Friday, June 26, 2015

West Palm Beach Convention Center hotel’s new parking plan: Valets crossing Okeechobee to retrieve cars

Click here for link to an Eliot Kleinberg story on requested changes to the parking arrangement for the downtown West Palm Beach convention center hotel. The building is now under construction. Part of its site plan and agreement with Palm Beach County includes a two-level, 630-space parking garage next to the hotel. The developer would now like to keep that a 300-car surface lot to accommodate future hotel expansion. They also would manage the CityPlace parking garage (deal already struck) for an additional 300 spaces to replace those not being provided south of Okeechobee Boulevard, next to the hotel.

The plan would involve valet parking attendants potentially running across Okeechobee to retrieve cars. The developer and city seem to agree that parking requirements and estimates are higher than they should be. The city goes so far to assert that most people will be arriving by cab since they will be attending conventions. An assumption that may or may not be the case. The article makes a point that the project is $10 million over budget.

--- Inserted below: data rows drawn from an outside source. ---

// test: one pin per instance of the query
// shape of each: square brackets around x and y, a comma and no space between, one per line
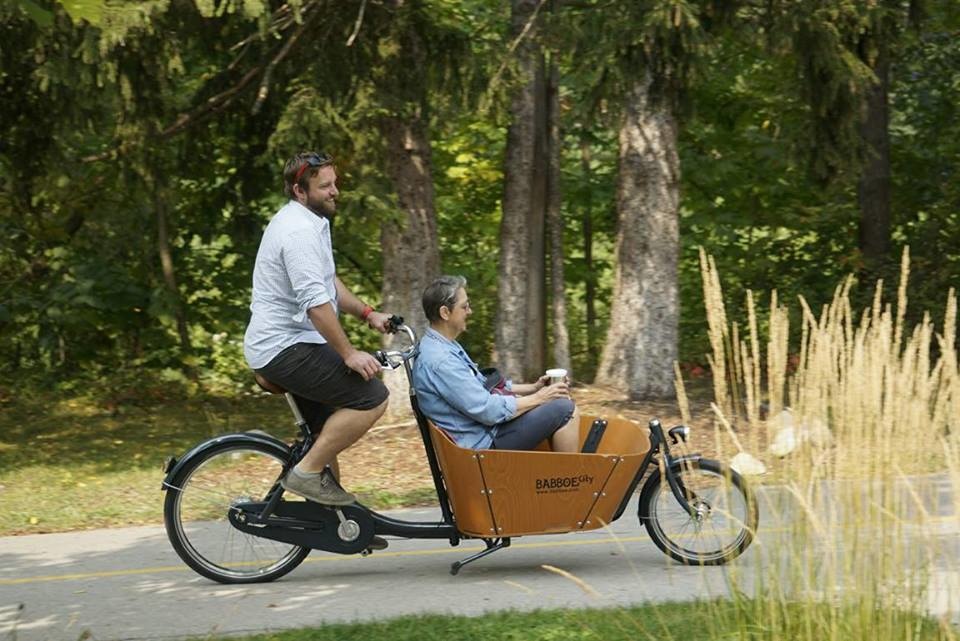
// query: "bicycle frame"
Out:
[294,524]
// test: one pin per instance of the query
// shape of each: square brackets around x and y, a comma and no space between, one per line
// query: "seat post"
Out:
[297,416]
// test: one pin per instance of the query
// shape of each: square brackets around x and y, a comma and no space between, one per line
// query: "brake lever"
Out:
[394,323]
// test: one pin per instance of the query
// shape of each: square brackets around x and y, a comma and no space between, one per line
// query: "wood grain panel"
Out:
[542,492]
[461,475]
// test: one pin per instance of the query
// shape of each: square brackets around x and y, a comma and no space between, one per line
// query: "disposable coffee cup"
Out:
[557,375]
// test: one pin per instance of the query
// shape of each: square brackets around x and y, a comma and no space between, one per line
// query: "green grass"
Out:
[707,621]
[83,462]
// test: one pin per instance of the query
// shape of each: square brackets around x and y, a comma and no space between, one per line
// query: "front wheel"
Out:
[198,502]
[725,514]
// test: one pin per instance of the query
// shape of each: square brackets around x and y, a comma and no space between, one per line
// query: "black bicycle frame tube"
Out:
[412,529]
[656,429]
[431,459]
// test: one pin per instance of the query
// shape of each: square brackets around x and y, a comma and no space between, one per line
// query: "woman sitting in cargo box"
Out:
[454,394]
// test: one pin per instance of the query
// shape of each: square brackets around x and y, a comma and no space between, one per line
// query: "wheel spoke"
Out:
[197,511]
[723,522]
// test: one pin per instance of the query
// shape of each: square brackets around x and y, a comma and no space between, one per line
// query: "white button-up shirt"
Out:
[294,271]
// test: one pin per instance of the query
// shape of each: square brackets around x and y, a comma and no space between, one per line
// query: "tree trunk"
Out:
[520,328]
[166,264]
[873,186]
[590,298]
[561,341]
[410,256]
[641,344]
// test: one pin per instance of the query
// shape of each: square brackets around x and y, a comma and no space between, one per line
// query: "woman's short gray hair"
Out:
[442,292]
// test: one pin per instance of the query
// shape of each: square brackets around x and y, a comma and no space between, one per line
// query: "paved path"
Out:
[129,584]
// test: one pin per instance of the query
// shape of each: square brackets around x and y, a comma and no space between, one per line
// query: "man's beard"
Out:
[326,208]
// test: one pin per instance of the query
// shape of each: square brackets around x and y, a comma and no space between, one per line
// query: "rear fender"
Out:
[174,465]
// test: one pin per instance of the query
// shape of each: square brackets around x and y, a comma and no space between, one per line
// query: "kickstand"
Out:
[492,546]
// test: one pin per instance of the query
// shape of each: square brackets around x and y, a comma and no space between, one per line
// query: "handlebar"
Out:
[392,359]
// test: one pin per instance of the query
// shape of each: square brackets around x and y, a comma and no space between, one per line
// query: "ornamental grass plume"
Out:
[855,514]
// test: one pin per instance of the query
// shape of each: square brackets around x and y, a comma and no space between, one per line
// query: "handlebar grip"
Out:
[394,323]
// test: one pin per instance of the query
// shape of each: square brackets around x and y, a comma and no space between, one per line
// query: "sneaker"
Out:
[377,543]
[321,487]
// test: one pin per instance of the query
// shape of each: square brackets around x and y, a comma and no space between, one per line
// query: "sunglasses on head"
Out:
[313,160]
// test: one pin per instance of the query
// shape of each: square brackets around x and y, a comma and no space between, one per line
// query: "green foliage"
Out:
[700,620]
[112,109]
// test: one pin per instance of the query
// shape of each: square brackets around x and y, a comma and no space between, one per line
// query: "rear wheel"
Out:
[203,493]
[725,514]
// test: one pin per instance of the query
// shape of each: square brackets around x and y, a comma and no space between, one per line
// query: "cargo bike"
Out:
[229,519]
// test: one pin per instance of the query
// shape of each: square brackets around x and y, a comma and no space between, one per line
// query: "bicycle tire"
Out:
[197,504]
[727,514]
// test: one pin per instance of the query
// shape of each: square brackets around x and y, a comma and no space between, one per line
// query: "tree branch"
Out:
[264,90]
[356,27]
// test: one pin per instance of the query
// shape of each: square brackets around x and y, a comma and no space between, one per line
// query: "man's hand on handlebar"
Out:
[363,364]
[381,322]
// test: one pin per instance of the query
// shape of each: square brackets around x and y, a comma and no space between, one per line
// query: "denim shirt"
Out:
[451,393]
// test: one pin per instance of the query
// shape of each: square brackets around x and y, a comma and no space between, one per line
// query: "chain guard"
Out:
[304,523]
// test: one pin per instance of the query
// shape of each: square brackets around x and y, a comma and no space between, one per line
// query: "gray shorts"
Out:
[321,382]
[528,429]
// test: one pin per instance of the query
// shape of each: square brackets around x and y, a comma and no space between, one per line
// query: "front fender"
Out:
[653,479]
[174,465]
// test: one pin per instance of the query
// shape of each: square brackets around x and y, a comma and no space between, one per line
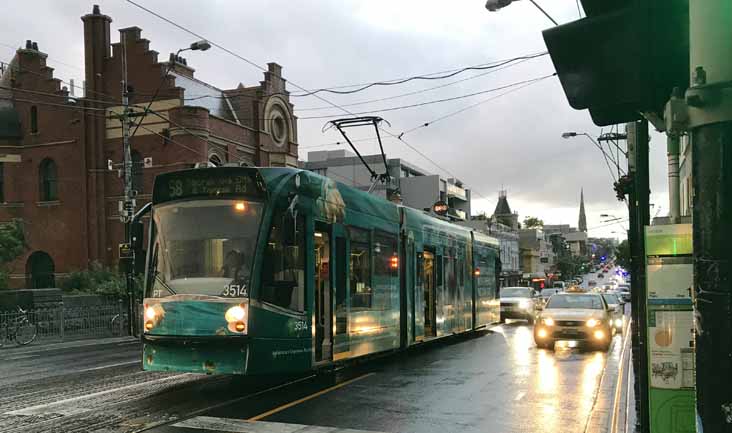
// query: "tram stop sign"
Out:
[126,257]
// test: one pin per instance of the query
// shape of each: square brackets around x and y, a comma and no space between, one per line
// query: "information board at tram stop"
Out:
[669,281]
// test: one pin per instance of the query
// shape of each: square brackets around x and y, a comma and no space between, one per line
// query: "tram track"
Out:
[213,407]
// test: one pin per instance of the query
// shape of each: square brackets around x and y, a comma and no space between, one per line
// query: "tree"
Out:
[12,245]
[97,280]
[622,255]
[533,223]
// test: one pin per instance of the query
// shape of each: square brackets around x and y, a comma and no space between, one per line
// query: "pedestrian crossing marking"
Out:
[230,425]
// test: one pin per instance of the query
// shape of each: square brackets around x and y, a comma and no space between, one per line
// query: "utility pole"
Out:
[709,108]
[127,205]
[639,215]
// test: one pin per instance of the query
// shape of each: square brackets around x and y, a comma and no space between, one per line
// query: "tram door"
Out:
[323,295]
[428,278]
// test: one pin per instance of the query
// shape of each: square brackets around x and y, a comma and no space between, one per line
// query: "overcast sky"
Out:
[511,142]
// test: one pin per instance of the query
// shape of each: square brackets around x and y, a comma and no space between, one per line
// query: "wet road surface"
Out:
[494,381]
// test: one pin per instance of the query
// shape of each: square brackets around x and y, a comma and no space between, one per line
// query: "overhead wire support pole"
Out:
[707,102]
[127,207]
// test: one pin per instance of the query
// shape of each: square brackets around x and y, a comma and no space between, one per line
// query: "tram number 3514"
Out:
[235,291]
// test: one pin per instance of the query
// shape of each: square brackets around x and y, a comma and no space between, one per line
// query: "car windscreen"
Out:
[611,298]
[516,292]
[584,302]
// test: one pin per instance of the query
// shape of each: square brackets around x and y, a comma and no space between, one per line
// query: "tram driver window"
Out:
[360,261]
[283,275]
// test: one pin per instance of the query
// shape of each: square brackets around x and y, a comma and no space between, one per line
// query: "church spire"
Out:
[583,218]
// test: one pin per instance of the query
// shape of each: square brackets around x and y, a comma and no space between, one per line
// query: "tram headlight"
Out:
[153,314]
[236,318]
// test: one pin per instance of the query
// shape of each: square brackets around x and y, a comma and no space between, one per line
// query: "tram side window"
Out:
[360,266]
[450,276]
[283,275]
[486,279]
[386,267]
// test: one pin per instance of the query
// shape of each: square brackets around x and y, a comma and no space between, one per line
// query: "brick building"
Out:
[55,148]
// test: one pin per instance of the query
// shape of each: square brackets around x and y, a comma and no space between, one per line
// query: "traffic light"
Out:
[624,58]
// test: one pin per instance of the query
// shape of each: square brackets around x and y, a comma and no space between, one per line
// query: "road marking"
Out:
[21,357]
[119,364]
[47,407]
[310,397]
[245,426]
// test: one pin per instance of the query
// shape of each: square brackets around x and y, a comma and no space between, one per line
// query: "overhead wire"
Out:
[435,101]
[420,77]
[244,59]
[344,86]
[438,119]
[453,113]
[416,92]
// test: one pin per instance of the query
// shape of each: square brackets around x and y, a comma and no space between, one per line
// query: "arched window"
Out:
[39,271]
[137,176]
[215,160]
[34,119]
[48,180]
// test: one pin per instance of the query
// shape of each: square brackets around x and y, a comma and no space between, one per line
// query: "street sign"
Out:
[9,158]
[125,250]
[671,358]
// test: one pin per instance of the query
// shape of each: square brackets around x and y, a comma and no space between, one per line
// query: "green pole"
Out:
[710,101]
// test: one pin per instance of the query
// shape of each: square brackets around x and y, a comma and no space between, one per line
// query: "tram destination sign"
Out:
[208,183]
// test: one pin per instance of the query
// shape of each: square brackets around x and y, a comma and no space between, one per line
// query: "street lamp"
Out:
[130,218]
[605,155]
[494,5]
[201,45]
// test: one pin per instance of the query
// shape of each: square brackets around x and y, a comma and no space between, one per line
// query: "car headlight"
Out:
[236,318]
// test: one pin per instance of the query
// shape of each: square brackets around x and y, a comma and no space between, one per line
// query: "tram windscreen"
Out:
[204,247]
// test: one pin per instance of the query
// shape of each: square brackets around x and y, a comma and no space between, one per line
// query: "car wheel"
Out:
[544,344]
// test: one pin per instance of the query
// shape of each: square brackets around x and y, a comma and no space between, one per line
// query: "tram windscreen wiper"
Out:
[162,282]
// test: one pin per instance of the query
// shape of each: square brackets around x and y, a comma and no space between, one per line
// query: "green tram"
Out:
[275,270]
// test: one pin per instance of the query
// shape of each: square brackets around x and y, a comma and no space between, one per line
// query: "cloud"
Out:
[513,142]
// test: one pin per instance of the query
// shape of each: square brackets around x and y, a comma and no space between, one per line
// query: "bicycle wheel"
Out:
[25,333]
[116,326]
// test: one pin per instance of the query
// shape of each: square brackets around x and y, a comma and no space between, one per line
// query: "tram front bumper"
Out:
[208,355]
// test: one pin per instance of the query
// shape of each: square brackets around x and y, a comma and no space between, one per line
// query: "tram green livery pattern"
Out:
[277,270]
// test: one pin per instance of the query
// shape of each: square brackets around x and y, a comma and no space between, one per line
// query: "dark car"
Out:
[518,303]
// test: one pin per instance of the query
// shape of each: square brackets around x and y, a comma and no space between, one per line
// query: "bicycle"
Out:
[19,329]
[118,325]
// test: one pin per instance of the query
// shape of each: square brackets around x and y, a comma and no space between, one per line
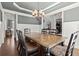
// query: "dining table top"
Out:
[46,40]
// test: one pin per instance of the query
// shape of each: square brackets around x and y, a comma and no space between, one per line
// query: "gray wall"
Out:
[71,15]
[27,20]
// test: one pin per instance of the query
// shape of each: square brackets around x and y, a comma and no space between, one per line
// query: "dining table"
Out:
[46,40]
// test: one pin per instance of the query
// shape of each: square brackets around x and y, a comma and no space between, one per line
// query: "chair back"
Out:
[21,43]
[52,31]
[71,44]
[27,31]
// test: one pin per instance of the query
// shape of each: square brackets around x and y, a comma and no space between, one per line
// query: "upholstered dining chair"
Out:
[52,31]
[25,48]
[65,50]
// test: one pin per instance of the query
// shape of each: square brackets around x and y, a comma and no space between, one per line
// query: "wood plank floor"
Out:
[8,48]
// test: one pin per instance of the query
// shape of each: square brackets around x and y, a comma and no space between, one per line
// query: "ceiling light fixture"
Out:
[38,12]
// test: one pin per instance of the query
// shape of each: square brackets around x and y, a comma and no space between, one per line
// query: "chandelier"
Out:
[38,13]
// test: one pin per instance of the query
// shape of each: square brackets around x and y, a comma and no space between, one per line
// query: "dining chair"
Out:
[45,31]
[25,48]
[65,50]
[27,30]
[52,31]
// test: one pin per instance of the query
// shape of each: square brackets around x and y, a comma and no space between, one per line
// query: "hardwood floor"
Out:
[8,48]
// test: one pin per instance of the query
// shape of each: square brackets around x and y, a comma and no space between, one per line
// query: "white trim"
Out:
[21,7]
[64,9]
[1,6]
[51,6]
[0,45]
[18,13]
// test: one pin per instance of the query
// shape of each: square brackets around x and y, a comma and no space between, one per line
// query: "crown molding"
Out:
[51,6]
[18,13]
[63,9]
[16,5]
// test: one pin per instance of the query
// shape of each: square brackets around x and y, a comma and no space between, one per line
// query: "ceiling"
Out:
[34,5]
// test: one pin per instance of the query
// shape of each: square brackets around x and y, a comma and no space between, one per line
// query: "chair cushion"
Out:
[59,50]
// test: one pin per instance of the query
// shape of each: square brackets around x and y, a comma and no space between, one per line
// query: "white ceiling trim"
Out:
[63,9]
[21,7]
[51,6]
[18,13]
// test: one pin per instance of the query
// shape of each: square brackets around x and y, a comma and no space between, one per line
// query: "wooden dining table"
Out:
[46,40]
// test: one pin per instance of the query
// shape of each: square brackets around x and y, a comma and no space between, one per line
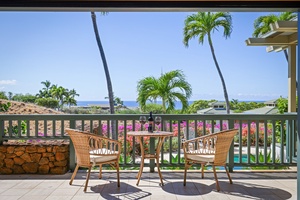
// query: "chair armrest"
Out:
[200,145]
[100,145]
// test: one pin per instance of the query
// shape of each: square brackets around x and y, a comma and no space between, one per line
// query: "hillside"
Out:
[27,108]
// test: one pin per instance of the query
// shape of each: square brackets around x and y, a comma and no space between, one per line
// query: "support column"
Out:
[292,78]
[298,116]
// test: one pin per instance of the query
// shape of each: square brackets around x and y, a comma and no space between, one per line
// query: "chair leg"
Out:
[186,166]
[74,174]
[230,181]
[141,171]
[202,170]
[87,179]
[159,173]
[118,173]
[100,171]
[216,178]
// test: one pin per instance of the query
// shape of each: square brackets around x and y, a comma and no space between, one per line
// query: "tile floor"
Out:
[246,185]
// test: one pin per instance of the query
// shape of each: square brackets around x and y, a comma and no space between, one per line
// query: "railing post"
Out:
[152,149]
[71,149]
[231,150]
[1,131]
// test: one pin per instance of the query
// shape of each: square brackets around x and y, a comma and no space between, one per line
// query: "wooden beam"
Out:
[277,41]
[150,5]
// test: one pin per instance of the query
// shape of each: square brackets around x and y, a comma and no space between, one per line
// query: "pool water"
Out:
[237,158]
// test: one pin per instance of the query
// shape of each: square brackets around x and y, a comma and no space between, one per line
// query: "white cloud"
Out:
[8,82]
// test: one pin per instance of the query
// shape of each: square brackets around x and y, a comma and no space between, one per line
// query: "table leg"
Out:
[159,145]
[142,160]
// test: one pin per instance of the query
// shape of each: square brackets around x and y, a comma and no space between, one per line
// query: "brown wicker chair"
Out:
[210,149]
[91,150]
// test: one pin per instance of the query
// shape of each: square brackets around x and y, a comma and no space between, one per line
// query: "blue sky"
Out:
[61,47]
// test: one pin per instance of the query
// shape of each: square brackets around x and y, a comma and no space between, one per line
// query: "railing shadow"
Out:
[237,189]
[125,191]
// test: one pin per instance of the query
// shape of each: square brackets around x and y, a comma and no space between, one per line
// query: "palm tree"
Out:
[204,24]
[262,24]
[108,81]
[70,98]
[45,90]
[105,66]
[169,87]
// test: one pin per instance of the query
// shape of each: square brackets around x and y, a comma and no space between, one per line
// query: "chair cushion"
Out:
[95,157]
[201,158]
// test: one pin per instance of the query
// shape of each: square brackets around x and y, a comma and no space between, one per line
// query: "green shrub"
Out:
[47,102]
[4,106]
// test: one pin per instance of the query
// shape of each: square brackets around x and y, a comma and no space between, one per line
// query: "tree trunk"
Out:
[109,84]
[286,55]
[220,74]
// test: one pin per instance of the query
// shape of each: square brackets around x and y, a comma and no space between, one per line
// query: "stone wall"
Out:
[34,159]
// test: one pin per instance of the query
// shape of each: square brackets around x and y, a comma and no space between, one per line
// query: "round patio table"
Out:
[161,135]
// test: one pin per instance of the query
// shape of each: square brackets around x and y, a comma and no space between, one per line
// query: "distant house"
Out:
[270,108]
[218,107]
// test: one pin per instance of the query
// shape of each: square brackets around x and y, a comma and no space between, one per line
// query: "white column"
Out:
[292,79]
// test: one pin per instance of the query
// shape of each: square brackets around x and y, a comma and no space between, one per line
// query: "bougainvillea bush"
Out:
[199,129]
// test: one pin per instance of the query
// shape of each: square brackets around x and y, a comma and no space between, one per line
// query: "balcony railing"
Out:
[262,141]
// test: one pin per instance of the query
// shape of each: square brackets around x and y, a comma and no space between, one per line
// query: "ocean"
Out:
[131,104]
[134,104]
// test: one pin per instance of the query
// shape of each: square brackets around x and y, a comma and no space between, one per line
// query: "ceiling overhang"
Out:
[149,5]
[281,35]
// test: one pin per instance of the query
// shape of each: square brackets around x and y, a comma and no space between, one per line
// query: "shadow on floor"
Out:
[125,191]
[237,189]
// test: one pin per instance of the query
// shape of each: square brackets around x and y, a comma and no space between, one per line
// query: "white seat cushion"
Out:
[107,155]
[201,158]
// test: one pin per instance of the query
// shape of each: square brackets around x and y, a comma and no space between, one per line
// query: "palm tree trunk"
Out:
[220,74]
[108,81]
[286,55]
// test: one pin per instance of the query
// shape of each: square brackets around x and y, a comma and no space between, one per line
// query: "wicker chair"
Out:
[210,149]
[94,150]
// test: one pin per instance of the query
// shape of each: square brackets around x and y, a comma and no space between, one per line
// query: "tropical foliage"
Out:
[54,96]
[262,24]
[169,87]
[203,24]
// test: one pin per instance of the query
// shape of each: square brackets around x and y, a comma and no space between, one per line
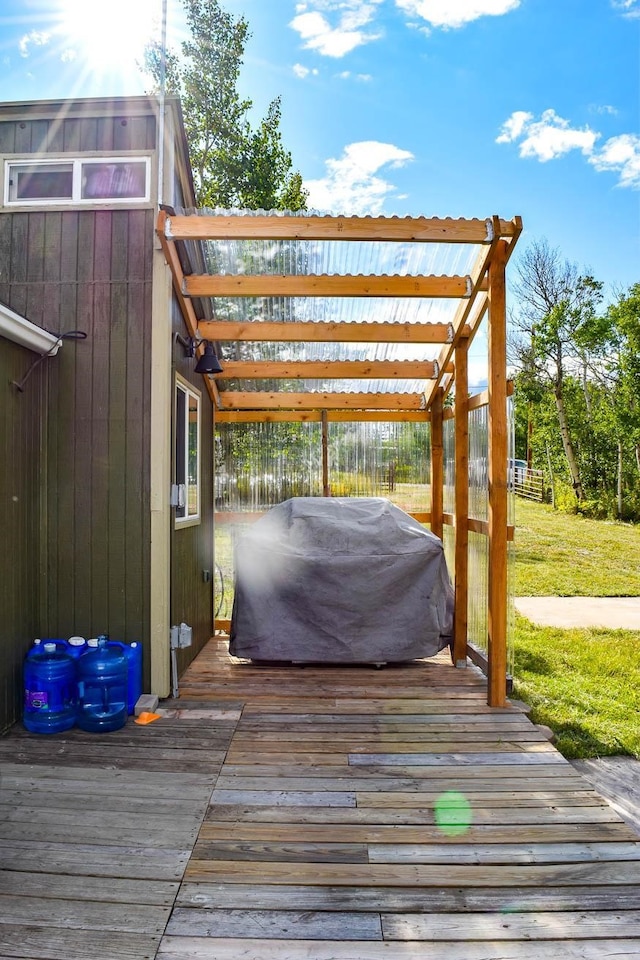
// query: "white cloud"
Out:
[621,154]
[604,108]
[358,77]
[318,34]
[628,8]
[455,13]
[37,38]
[301,71]
[551,136]
[352,185]
[513,127]
[547,138]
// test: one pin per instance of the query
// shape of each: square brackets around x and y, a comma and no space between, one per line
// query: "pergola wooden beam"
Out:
[328,369]
[324,332]
[474,308]
[186,307]
[315,416]
[401,229]
[239,400]
[325,285]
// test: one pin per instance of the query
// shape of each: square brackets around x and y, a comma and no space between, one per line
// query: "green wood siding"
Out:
[91,270]
[22,436]
[192,546]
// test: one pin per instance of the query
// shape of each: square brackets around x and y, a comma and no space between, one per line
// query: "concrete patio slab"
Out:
[610,612]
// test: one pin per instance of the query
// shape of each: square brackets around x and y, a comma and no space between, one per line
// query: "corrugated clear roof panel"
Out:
[300,257]
[338,257]
[322,386]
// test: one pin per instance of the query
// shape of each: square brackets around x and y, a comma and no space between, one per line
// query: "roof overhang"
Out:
[320,313]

This is going before the County Commission on July 7th. From the article:
     When the county approved the hotel in October 2012, plans called for a two-level, 630-space garage, with motorists parking on the ground level and the roof, according to the agenda memo for the July 7 commission meeting.
     Related says eliminating the garage would save $5 million. The company believes parking demand projections are high, and it projects the hotel, which is expected to open next year, will do well enough that it later will want to build a hotel wing on the surface lot.
     But county staff “is concerned,” the memo said.
     Besides pointing out that the garage is a requirement of the development agreement, county officials say parking demand is higher than Related’s projections and they worry about valet drivers crossing Okeechobee to CityPlace, and coming back on foot, both of which the memo said “will worsen an already poor traffic pattern during peak periods.”
An option could be concentrating the parking in the planned location using a mechanical parking stacking system to get more parking spaces on a smaller footprint. This would be operated by valets but prevent the need from running across Okeechobee to retrieve cars. It might also still provide room for future hotel expansion, while providing the eventual number of parking spaces for a larger facility. Just an observation (but probably not feasible since the project is already well over budget).

If I recall correctly, early on many thought the hotel should be built higher to better use the space available, perhaps integrating the parking garage with the hotel building structure.